Fermiamo l’attacco alla memoria di Peppino Impastato

MicroMega

Preg.ma Redazione di Micromega,

Ci sono date che non hanno bisogno neanche di esser accompagnate dall’anno perché sfuggono alla classificazione del tempo e si erigono a memoria. Quelle date troppo spesso il tragico potere di evocare immediatamente delle immagini e di richiamare dolorose memorie per gli affetti perduti.

Mentre gli Stati Uniti celebrano il loro mortale giorno della memoria in Italia subiscono feroce attacco il valore della lotta contro la mafia e la memoria di Peppino Impastato.

Sembra di assistere ad un attacco programmato da tempo e che si muove quasi ad orologeria, come le bombe che falcidiarono Giovanni Falcone, Paolo Borsellino, i loro agenti di scorta e ancor prima tanti magistrati e rappresentanti delle forze dell’ordine. Bombe che provocarono la morte di tanti innocenti tra la primavera e l’estate del 1993 a Roma, Milano e Firenze. Tutto il territorio nazionale è unito all’insegna delle bombe che hanno scandito il tempo della nostra repubblica.

Il Presidente del Consiglio Silvio Berlusconi vorrebbe relegarle a fatti lontani e far passare l’immagine di magistrati che si dedicano più all’archeologia che alla ricerca della verità per dare giustizia alle vittime di quelle stragi.

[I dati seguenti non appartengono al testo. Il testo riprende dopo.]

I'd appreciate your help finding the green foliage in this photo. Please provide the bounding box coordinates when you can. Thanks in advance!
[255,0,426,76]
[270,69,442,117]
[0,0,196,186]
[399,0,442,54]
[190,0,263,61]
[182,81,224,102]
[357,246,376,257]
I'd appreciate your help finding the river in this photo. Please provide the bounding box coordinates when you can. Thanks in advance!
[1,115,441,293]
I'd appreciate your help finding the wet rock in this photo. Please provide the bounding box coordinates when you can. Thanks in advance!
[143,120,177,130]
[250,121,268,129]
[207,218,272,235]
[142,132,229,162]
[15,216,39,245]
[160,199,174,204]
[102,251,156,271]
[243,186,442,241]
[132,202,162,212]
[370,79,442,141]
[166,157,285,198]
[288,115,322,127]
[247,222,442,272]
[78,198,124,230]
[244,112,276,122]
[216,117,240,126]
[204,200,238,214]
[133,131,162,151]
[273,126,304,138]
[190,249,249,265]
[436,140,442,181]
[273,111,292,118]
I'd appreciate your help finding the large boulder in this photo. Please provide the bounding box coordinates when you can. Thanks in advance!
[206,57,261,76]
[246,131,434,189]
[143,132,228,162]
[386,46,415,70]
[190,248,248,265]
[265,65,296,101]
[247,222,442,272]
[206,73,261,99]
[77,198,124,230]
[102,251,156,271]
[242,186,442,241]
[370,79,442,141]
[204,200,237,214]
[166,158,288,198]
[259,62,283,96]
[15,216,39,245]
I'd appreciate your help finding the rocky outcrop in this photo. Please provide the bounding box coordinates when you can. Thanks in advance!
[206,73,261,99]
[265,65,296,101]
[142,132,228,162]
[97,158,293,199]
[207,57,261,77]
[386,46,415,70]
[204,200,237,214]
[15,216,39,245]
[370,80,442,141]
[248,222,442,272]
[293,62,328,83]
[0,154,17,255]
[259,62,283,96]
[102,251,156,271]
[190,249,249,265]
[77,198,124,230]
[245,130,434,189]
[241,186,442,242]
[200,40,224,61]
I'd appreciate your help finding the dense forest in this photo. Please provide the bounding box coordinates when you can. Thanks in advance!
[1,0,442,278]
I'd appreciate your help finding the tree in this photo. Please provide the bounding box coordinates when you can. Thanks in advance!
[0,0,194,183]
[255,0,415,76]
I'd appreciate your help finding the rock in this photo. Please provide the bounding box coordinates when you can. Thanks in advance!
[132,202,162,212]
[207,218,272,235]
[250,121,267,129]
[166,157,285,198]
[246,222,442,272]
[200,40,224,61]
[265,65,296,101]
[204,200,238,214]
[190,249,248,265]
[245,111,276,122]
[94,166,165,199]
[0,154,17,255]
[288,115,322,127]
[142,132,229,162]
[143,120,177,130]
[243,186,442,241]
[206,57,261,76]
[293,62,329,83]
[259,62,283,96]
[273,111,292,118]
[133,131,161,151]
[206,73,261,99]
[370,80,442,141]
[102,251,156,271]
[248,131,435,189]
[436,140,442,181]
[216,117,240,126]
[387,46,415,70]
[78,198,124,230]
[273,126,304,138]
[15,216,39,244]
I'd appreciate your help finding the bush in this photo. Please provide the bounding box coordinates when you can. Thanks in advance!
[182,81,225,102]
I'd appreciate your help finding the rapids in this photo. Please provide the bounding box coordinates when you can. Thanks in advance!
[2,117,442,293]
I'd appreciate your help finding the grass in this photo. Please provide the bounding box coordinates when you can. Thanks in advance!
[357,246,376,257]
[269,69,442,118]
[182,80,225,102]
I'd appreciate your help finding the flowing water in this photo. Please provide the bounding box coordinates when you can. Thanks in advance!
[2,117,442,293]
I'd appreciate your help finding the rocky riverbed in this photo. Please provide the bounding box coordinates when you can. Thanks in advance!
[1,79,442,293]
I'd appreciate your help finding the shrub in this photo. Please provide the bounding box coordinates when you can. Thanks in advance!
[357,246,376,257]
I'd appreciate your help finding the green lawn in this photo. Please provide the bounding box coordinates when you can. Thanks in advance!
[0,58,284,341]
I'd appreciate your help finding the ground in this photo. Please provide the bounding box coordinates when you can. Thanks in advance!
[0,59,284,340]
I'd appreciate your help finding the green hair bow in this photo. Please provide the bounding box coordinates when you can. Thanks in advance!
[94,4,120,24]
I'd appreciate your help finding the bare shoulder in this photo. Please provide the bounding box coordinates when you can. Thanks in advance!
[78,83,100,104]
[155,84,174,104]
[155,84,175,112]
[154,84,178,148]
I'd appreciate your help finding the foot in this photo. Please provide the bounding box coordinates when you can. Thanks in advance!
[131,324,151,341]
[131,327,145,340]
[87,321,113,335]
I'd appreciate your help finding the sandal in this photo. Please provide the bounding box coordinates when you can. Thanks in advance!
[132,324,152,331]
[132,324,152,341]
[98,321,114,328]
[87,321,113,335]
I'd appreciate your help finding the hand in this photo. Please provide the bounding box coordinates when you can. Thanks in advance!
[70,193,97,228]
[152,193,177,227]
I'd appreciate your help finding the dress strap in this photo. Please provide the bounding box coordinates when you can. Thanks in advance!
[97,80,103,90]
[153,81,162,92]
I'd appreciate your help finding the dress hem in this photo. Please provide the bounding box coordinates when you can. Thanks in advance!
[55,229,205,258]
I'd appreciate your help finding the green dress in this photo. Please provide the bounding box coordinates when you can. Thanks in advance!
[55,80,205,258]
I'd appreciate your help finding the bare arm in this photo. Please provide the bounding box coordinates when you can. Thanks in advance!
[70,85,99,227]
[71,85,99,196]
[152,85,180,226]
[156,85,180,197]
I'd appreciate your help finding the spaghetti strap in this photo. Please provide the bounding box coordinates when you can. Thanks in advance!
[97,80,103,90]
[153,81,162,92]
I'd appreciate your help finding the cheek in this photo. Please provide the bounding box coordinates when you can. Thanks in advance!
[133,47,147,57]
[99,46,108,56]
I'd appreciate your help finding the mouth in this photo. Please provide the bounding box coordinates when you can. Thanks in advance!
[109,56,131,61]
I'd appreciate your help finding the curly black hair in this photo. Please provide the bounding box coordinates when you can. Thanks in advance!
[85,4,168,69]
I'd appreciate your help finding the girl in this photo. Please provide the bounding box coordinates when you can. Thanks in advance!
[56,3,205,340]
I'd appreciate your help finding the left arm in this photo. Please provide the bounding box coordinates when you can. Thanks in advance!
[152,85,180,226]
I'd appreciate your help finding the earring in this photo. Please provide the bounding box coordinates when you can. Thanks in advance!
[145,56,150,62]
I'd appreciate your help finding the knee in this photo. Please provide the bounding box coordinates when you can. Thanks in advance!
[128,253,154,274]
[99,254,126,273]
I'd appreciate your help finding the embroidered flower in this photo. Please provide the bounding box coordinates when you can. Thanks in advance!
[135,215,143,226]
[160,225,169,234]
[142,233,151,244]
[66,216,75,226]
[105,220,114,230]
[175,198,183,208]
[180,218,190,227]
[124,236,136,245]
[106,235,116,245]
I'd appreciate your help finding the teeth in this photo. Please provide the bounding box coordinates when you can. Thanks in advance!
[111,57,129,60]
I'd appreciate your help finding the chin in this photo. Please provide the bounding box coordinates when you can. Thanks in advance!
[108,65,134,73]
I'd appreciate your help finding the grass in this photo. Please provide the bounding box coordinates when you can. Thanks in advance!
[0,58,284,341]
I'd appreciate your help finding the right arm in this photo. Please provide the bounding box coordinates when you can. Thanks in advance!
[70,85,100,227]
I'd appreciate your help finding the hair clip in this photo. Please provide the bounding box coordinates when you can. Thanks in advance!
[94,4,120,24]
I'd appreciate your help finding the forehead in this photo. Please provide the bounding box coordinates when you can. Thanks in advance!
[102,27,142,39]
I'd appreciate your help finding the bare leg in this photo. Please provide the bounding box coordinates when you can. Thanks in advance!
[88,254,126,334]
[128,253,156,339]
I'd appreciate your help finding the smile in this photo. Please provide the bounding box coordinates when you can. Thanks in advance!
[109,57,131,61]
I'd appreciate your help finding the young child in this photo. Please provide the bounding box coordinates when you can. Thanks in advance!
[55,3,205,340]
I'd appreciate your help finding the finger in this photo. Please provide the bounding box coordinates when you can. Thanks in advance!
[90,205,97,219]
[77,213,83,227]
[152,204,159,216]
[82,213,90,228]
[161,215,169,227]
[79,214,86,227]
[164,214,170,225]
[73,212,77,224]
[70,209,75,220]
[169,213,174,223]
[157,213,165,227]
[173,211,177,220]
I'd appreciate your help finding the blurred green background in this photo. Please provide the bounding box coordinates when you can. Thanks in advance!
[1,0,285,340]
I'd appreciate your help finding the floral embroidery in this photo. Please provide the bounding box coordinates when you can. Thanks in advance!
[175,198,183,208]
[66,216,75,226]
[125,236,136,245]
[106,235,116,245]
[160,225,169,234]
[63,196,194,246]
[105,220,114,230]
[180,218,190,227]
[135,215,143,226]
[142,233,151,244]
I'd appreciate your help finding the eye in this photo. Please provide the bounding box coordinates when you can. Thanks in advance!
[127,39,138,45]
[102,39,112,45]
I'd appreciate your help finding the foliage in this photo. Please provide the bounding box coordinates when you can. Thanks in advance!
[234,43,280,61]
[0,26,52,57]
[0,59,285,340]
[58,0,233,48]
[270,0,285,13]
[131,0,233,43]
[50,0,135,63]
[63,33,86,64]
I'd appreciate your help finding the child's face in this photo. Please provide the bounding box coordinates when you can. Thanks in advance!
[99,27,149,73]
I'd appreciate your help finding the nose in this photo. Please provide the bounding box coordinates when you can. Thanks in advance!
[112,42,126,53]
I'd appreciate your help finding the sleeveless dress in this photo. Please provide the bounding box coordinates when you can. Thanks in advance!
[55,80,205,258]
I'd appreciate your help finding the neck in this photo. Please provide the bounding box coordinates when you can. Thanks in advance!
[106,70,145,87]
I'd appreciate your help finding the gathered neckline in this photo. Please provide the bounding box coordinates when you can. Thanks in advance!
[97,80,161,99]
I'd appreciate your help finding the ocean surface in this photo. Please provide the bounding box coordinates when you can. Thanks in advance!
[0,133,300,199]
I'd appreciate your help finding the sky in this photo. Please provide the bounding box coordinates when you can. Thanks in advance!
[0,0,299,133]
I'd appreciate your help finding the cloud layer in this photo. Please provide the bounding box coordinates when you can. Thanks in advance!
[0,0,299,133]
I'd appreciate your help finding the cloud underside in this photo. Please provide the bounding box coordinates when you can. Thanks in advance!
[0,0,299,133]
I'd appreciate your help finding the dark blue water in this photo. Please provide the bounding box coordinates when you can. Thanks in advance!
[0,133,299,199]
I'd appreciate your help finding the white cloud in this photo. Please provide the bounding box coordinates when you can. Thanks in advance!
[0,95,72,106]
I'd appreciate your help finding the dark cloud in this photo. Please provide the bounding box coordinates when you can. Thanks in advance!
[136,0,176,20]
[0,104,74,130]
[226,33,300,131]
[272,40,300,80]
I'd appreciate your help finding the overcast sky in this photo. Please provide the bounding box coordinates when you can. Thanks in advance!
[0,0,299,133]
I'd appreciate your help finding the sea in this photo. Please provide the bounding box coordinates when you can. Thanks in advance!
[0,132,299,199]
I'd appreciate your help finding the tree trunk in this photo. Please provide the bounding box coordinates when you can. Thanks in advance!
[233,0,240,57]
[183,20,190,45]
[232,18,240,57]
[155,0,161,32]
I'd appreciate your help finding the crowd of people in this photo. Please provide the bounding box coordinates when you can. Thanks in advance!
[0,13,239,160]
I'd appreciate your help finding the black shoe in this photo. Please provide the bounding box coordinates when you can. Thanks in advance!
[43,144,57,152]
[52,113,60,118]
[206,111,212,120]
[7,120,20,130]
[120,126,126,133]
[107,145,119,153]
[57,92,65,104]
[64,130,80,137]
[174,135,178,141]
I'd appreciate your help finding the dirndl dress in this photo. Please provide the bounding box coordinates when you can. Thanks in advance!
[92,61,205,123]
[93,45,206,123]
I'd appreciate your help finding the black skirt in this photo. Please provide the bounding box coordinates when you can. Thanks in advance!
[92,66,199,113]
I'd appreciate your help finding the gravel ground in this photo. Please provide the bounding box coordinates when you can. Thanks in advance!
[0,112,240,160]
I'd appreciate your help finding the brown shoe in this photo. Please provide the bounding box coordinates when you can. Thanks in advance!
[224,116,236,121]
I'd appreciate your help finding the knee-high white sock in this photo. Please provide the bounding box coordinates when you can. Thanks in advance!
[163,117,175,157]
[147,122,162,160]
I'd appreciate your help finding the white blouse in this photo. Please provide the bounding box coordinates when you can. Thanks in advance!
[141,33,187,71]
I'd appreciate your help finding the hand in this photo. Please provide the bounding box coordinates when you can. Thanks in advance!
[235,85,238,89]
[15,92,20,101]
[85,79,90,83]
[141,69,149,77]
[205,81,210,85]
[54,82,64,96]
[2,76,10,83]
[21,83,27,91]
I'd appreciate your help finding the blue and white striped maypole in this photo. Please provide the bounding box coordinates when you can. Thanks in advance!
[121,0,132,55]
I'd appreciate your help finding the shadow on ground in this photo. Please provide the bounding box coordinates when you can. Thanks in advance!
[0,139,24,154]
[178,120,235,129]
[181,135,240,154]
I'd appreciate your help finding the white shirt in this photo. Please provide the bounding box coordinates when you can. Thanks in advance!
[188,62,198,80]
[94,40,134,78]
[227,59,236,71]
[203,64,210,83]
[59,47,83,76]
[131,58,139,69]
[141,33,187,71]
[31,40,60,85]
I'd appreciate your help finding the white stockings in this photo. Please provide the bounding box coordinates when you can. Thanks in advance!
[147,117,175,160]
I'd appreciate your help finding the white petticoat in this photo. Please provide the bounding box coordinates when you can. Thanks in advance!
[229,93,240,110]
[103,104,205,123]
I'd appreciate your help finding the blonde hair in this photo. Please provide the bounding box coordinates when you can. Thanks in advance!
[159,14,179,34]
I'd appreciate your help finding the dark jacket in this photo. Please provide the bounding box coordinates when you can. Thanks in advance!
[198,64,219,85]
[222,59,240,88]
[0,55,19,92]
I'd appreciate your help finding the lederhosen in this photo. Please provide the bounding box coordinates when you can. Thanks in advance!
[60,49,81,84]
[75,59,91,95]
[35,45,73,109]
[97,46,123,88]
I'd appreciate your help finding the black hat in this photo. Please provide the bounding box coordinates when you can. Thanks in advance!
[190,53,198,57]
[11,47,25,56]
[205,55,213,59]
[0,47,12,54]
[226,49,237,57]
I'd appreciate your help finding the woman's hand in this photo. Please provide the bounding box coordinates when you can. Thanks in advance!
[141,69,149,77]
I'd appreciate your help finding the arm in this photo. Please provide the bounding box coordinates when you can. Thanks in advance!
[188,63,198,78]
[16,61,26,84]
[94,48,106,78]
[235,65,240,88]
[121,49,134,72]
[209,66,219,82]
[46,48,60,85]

Anche Peppino Impastato fu vittima in ugual misura di una bomba. Venne assassinato la notte tra l’8 e il 9 maggio 1978 dalla mafia che mal digeriva l’esempio di lotta intransigente alla mafia, di coraggio, di rottura dei legami di sangue e del muro di omertà eretto dinanzi ai loschi affari della mafia che ogni giorno egli diffondeva attraverso la radio libera e autofinanziata Radio Aut. Se il suo corpo fu straziato dalla carica di tritolo posta sotto il corpo adagiato sui binari della ferrovia, il suo esempio di intransigenza contro la mafia venne soffocato dalla stampa, dalle forze dell’ordine e dalla magistratura che prima frettolosamente parlarono di atto terroristico, in cui l’attentatore sarebbe rimasto vittima e successivamente di suicidio, dopo la scoperta di una lettera scritta in realtà molti mesi prima. La concomitante scoperta del corpo senza vita del presidente della DC Aldo Moro in via Caetani a Roma fece il resto riuscendo a far passare la mattina seguente quasi inosservata la notizia della sua morte. Era in corso a Cinisi, suo paese di nascita, la campagna elettorale per le elezioni comunali e Peppino era candidato nelle liste di Democrazia Proletaria. Pochi giorni dopo la sua morte, gli elettori di Cinisi ebbero un sussulto di dignità sociale e votarono il suo nome, riuscendo ad eleggerlo, simbolicamente, al Consiglio comunale di Cinisi.

Oggi la sua memoria, l’esempio di coraggiosa lotta contro la mafia, contro tutte le mafie è nuovamente in pericolo. È di questi giorni la notizia che Cristiano Aldegani, nuovo sindaco leghista di Ponteranica, in provincia di Bergamo, ha fatto rimuovere la targa voluta un anno e mezzo prima dal suo precedessore per dedicare la biblioteca civica a Peppino Impastato.

La decisione adottata è stata giustificata dal primo cittadino del paese lombardo dalla necessità di valorizzare personalità locali, come il sacerdote Giancarlo Baggi, al quale sarà presto ridedicata la

biblioteca.

Noi non abbiamo nulla contro la memoria del sacerdote Giancarlo Baggi e siamo sicuri che egli, da pastore di anime e da nemico di ogni male che affligge gli indifesi si sarebbe schierato in difesa della memoria di Peppino Impastato.

Noi però crediamo che sia in atto, mascherata da ragioni di campanilismo, un tentativo di rimozione collettiva dei valori della lotta alla mafia e per questo desideriamo rompere il silenzio che nuovamente si vuol far scendere quale nero sipario sulla memoria di Peppino Impastato.

Mi rivolgo a voi per continuare questa battaglia in difesa dei valori dell’antimafia. Per trarre forza da questo undici settembre italiano in cui vogliono gettare la memoria di coloro che la mafia l’hanno combattuta a costo della propria vita.